Entonces los hombres se pusieron unas máscaras que llevaban con trapos humedecidos en el interior y entraron en mitad de aquella neblina armados con martillos y cinceles. Alemán pensó que poco iban a ver allí dentro, pero por lo que se deducía había prisa por avanzar en la obra. Entonces salió un tipo tosiendo del interior de la horrible cueva y arrojó la máscara al suelo. Apoyó las manos en la cara superior de los muslos y, agachándose, siguió con un horrible ataque de tos como si se ahogara. Un crío, el hijo de un preso que trajinaba siempre por allí y que incluso dormía con el padre en el barracón, se le acercó con un poco de agua. El pobre hombre escupió sangre. Estaba sentenciado, pues todos sabían lo que aquello significaba. Un guardia civil, arrebujado bajo su inmenso capote y con el fusil de cerrojo al hombro, ladeó la cabeza susurrando a Alemán:

– Silicosis. Hay muchos así.

En ese momento, salido de no se sabía dónde, apareció Baldomero Sáez, y acercándose a toda prisa al pobre preso, le atizó con la fusta en las costillas. El hombre se derrumbó como un fardo.

– ¡Arriba, gandul! -gritó el falangista-. ¡A trabajar!

A Alemán no le gustaba aquel tipo rechoncho y rubio como el trigo. Parecía más un nazi que un recio castellano. Demasiado amigo de la buena mesa para ser un buen soldado. El crío, muy valiente, miró a la cara al falangista y gritó:

– ¡Déjele! ¡Se ahoga! -A la vez que se interponía entre el agresor y el preso que luchaba a duras penas por respirar.

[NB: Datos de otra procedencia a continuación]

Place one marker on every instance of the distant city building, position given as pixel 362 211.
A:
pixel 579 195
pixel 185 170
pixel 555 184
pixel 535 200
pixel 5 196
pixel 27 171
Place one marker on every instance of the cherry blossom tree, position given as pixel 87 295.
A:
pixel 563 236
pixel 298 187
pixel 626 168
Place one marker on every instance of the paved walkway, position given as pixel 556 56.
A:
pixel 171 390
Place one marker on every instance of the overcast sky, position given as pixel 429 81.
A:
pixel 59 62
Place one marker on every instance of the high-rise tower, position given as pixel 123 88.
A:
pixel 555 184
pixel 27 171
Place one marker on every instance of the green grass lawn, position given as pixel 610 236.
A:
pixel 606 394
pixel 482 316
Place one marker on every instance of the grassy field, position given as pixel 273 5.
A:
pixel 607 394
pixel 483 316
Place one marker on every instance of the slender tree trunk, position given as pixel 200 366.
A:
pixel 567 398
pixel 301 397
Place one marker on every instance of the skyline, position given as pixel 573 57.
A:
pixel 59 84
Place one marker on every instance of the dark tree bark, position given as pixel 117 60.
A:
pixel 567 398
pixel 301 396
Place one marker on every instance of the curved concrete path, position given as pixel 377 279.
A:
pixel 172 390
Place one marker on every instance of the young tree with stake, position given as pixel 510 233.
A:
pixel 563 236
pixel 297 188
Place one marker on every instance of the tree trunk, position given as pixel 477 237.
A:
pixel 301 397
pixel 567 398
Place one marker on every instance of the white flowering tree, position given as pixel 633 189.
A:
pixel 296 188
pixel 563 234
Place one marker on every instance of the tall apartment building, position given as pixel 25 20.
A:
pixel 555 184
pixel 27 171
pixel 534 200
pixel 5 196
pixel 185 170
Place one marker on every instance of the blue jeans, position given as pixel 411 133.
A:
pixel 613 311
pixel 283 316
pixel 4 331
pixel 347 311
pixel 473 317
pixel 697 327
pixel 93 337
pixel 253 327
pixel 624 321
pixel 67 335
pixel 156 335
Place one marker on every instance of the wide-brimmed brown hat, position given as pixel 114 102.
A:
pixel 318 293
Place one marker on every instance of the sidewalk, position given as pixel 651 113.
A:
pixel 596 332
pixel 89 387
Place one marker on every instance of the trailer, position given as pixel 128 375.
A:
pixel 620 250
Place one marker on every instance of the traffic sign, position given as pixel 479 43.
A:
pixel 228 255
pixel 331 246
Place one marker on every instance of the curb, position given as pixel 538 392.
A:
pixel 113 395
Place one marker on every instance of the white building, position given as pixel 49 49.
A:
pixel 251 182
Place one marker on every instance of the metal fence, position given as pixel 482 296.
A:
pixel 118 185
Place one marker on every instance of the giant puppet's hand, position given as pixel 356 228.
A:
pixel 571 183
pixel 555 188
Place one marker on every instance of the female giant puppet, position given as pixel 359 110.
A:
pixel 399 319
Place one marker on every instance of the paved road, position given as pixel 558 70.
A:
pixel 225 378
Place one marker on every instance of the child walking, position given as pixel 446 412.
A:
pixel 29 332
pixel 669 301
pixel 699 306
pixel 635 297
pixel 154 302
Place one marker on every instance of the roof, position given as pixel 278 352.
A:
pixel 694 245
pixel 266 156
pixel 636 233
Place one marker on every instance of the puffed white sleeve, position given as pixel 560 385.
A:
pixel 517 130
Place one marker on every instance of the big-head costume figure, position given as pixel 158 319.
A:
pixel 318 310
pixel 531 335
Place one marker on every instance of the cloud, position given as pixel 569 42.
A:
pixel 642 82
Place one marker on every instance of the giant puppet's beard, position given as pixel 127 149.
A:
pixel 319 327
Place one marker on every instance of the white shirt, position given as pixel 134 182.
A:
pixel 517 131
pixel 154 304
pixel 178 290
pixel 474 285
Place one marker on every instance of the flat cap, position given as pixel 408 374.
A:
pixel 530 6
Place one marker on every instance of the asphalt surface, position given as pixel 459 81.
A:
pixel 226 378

En aquel momento, Alemán reparó en que un hombre muy delgado y moreno de piel tiraba su pico y corría hacia allí muy alarmado. Sin duda era el padre del crío. Aquello se ponía feo. Baldomero Sáez, sin dudarlo, cruzó la cara al niño con un solo golpe de su vara haciéndole caer al piso de tierra. Roberto pensó que un tipo que pegaba así a un niño tan valiente no era sino un miserable. Sintió que la indignación crecía en su interior. No supo muy bien por qué -obviamente ni lo pensó- pero actuó siguiendo un impulso primario. El que todos los hombres deben tener al ver una injusticia así. En un momento, sin quererlo, se vio a sí mismo bajando por el terraplén. El padre intentaba levantar al niño, cuya cara sangraba profusamente, y el falangista se fue a por él. Parecía borracho y buscaba gresca. Decididamente no había tenido suficiente y su rostro, colorado por el esfuerzo, hervía de indignación.